В этот еще далеко не поздний час общежитие аспирантов жило своей привычной, устоявшейся годами жизнью. Нельзя сказать, что жизнь эта была бурной и разухабистой – все-таки не студенты, а без пяти минут «доценты с кандидатами». К тому же – лето, и многие разъехались кто куда.
И тем не менее…
Геннадий шел по длинному коридору, и навстречу ему то и дело попадались жизнерадостные существа обоих полов – многие подшофе, как машинально отметил про себя иеромонах.
Пару раз он услышал, как кто-то поздравлял кого-то с Ильиным днем, но чаще из-за дверей доносились звон гитар, «подблюдные» песенки, а не то так и ядреные словечки.
Волнуясь, он постучал в дверь с номером «двадцать два» и тут только обратил внимание на мистическое совпадение: встреча назначена на двадцать два часа…
«А вдруг там никого нет?» – похолодел Геннадий.
Но тут же услышал бодрое:
– Войдите!
Значит, не обманул… «Неужели?» – сердце Геннадия замерло.
В комнате аспиранта Рябинина мерцал монитор компьютера, сам хозяин, в трениках и шлепанцах, выглядел довольным и сдержанно-гордым.
– Точность – вежливость королей, – неуклюже пошутил Геннадий и пожал руку аспиранту.
– Ну как?
– Как в аптеке, – пожал плечами аспирант. – Теория чисел – это, видите ли, мой конек.
Впрочем, довольно теорий.

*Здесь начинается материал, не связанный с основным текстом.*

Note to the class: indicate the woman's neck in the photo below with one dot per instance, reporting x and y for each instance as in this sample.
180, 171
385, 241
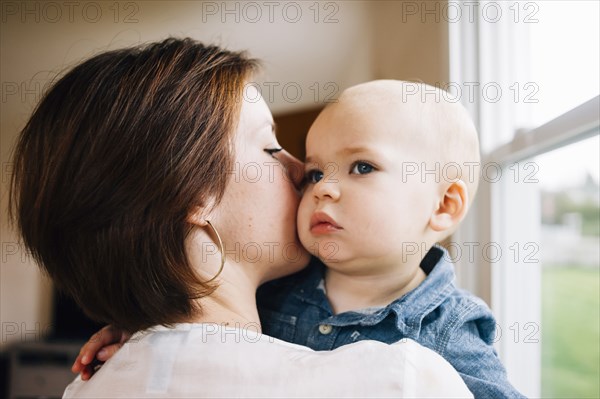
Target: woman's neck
233, 303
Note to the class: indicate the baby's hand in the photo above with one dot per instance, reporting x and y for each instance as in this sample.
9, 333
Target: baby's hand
98, 349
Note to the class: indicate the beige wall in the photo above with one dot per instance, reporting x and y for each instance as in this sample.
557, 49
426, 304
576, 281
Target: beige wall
359, 42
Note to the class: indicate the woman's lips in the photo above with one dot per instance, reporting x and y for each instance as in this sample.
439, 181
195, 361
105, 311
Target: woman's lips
322, 223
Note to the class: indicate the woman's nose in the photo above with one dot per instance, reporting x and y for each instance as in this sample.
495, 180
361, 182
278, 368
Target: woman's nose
327, 187
294, 169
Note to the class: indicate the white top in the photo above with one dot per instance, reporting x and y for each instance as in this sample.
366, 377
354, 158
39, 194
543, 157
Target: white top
208, 360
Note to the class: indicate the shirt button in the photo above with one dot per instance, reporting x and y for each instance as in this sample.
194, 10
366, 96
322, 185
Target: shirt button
325, 329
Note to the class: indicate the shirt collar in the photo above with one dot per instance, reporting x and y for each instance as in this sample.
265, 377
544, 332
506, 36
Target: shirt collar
410, 309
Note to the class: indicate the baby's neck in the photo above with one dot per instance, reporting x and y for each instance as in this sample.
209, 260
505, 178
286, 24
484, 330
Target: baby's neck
351, 292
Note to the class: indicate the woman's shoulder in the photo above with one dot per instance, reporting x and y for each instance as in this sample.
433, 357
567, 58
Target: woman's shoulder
209, 360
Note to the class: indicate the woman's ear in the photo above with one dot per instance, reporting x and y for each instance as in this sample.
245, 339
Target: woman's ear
452, 208
198, 216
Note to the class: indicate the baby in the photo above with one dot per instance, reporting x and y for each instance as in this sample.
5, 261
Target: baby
391, 167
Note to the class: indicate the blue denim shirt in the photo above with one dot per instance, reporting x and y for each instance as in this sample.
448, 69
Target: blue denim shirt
455, 324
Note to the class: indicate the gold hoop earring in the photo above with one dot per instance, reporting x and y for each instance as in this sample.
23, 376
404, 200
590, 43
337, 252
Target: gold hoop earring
221, 250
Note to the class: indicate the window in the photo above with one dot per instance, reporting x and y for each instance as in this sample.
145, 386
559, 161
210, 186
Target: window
537, 109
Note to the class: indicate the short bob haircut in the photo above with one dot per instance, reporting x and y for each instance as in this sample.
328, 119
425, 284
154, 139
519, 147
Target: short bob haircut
112, 161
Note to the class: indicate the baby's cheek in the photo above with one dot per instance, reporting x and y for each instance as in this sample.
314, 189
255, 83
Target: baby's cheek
303, 221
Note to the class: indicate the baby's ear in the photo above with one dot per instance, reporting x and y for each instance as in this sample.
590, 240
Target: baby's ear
452, 207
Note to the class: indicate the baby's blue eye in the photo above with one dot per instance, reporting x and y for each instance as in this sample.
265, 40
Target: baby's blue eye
361, 168
314, 176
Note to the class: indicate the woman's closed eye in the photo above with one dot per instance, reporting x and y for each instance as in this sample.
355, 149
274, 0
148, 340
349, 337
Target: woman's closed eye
361, 168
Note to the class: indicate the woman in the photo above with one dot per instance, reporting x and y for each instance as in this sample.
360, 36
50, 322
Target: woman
129, 191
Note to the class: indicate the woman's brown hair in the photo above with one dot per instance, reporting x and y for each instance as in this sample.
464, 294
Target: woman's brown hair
113, 159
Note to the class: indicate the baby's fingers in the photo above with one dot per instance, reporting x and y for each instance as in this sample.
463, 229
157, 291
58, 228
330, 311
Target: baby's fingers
108, 351
108, 335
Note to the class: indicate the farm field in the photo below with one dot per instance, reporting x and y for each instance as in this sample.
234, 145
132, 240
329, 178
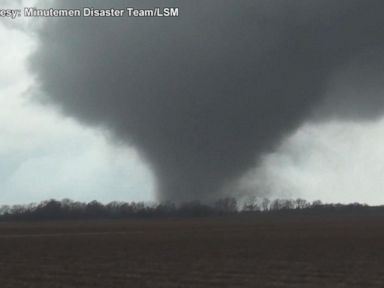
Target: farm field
242, 251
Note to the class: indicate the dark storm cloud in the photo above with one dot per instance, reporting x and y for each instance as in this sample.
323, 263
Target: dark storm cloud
202, 96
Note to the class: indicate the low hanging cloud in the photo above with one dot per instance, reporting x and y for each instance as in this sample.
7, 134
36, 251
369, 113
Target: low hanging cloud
204, 95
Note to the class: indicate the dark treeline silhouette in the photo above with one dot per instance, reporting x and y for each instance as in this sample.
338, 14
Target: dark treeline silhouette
68, 209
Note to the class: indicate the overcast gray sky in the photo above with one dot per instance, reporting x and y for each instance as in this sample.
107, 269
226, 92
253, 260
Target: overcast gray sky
45, 154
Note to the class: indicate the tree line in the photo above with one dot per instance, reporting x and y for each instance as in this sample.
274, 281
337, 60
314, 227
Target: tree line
67, 209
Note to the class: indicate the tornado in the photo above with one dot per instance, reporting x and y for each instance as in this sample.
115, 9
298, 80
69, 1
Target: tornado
204, 95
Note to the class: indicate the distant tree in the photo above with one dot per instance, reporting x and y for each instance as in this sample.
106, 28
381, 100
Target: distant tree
251, 204
301, 203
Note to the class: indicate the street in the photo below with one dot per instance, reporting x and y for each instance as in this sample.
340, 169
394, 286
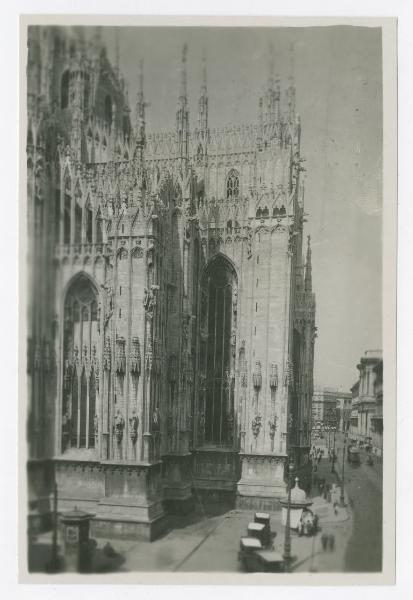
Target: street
363, 484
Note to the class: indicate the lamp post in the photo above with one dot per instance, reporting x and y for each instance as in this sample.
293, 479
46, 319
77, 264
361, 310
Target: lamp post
342, 471
287, 532
334, 450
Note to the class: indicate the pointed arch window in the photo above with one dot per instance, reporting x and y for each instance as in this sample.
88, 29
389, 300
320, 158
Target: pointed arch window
108, 110
89, 223
78, 216
217, 354
80, 344
233, 185
64, 90
67, 209
99, 227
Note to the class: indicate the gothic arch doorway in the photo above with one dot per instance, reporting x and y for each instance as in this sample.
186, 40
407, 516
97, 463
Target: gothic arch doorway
217, 353
80, 364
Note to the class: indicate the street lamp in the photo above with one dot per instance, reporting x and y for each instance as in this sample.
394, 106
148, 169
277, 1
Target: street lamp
342, 471
287, 532
334, 450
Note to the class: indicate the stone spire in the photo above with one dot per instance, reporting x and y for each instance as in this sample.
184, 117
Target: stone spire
269, 103
140, 111
182, 114
308, 285
117, 52
203, 99
291, 88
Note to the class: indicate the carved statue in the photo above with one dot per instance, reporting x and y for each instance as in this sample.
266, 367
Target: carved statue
156, 420
133, 427
119, 426
256, 425
273, 426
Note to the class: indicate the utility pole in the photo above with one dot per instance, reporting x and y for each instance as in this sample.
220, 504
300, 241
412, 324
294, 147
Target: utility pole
287, 532
342, 471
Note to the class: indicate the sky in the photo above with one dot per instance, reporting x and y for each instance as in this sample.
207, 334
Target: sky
338, 80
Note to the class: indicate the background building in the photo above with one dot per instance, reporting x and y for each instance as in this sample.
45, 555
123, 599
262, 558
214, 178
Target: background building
171, 312
367, 401
330, 405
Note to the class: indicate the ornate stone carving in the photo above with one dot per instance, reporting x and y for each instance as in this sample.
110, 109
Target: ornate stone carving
107, 355
120, 357
135, 357
257, 376
156, 420
288, 373
273, 426
150, 299
133, 427
256, 425
172, 369
273, 377
96, 429
119, 426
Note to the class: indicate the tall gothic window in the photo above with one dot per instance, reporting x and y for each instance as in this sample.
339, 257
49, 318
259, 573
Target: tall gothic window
89, 223
217, 358
67, 209
233, 185
80, 353
108, 110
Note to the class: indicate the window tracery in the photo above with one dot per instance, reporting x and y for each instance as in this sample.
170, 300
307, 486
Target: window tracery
80, 343
233, 185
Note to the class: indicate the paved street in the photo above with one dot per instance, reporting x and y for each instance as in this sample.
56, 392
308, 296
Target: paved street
364, 488
209, 542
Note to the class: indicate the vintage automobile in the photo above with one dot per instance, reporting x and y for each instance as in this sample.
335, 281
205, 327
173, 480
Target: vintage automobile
353, 455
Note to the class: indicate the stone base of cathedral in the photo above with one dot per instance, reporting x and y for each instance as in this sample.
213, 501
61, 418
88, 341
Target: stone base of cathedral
125, 498
215, 474
262, 482
177, 478
40, 496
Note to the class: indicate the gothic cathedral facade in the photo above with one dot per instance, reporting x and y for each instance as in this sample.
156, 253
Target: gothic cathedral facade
171, 318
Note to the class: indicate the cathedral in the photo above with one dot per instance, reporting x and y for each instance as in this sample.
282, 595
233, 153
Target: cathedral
170, 311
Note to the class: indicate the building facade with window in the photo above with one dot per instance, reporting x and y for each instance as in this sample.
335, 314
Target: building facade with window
171, 312
367, 402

Вот, держите.
И Рябинин протянул визитеру несколько отпечатанных на принтере листков.
Геннадий мельком пробежал глазами мудреные выкладки, щедро сдобренные математическими значками, и сразу перешел к пространному выводу.
По мере чтения мозг иеромонаха Германа все гуще застилал розовый туман, ушам стало жарко.
– «Таким образом, число тридцать – мнимое число», – сквозь зубы произнес он вслух последнюю строчку текста.
И в ярости швырнул листки в лицо аспиранта Рябинина.
– Шарлатан! – вскричал иеромонах Герман. – Ты вздумал посмеяться надо мной! Даже мой отец-картежник сумел дотумкать до этого так называемого решения! Еще сегодня утром!
– Это единственно возможное решение, – лепетал Рябинин, отступая.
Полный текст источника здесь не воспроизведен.